Her professional debut was in the live television drama Can You Coffeepot on Skates?, presented in 1956. This was followed by television appearances on Matinee Theatre and Alfred Hitchcock Presents and her cinematic debut in Sweet Smell of Success opposite Burt Lancaster and Tony Curtis. Harrison said in 2011 that Kass had introduced her to writer Clifford Odets which she believed factored into her casting as well as well ans all her training and added of shooting: "Everyone was always there. There were constant, daily around-the-table discussions, revisions, changes. Everyone was welcome to their input. It was the most democratic... and even I was invited and even asked what I thought... it was a good way to work. I'd never seen it done that way."[5]

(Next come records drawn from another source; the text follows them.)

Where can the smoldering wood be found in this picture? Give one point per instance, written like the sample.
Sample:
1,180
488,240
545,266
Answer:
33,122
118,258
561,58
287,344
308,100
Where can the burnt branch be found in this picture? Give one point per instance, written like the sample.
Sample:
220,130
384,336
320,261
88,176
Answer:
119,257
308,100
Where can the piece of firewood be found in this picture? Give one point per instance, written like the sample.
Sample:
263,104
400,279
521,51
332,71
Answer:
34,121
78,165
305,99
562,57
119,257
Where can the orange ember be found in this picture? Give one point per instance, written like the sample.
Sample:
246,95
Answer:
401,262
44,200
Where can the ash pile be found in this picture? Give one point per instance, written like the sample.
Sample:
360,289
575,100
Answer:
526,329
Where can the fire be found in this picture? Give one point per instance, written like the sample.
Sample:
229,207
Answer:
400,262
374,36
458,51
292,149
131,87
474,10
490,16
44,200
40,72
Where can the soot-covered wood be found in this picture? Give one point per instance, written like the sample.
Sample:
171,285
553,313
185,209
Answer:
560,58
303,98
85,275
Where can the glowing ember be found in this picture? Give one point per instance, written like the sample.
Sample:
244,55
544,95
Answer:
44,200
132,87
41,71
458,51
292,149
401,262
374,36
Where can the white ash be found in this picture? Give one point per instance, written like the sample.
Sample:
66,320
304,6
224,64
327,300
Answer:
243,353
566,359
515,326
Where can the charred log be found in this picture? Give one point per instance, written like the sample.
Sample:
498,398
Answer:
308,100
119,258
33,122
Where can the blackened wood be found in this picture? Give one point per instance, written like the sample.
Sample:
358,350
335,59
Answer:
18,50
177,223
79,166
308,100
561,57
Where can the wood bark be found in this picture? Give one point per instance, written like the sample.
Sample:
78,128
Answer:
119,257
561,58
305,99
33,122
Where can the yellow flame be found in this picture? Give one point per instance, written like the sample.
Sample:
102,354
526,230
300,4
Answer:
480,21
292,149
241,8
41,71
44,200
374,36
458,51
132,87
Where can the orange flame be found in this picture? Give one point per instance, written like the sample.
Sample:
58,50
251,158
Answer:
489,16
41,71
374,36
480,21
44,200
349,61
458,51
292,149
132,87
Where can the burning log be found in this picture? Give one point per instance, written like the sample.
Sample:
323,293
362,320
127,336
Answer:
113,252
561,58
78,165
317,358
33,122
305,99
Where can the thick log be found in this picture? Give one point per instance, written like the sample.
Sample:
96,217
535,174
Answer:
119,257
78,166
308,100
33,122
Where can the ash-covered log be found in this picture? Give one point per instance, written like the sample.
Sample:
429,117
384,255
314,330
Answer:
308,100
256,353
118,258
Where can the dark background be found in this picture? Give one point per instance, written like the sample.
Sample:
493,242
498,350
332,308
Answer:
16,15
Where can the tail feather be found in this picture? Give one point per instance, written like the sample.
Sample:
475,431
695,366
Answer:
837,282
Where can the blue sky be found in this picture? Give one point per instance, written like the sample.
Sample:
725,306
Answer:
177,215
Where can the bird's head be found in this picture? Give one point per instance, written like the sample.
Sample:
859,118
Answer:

On October 19, 1957, she opened on Broadway at the Bijou Theater, playing "the Girl" in William Saroyan's new play The Cave Dwellers to uniformly good reviews.[6][7][8] The following year she was in the Playhouse 90 production of In Lonely Expectation, which brought her to the attention of Rod Serling and led to her role as the ballerina in the iconic Twilight Zone episode. She had several later television and stage roles, most notably in an episode of the television show Bonanza, "Dark Star" in the first season, episode 31 (1960). In 1960 she played Ruby, the female lead, in the little-seen film Key Witness with Jeffrey Hunter and Dennis Hopper.
Personal life
She was the mother of Darva Conger, who starred in the reality television show Who Wants to Marry a Multi-Millionaire? Harrison had two other children, D. H. Colin and Daniel Colin.[4] She died in a nursing facility in North Hills, California, on March 5, 2019 at the age of 80.[9]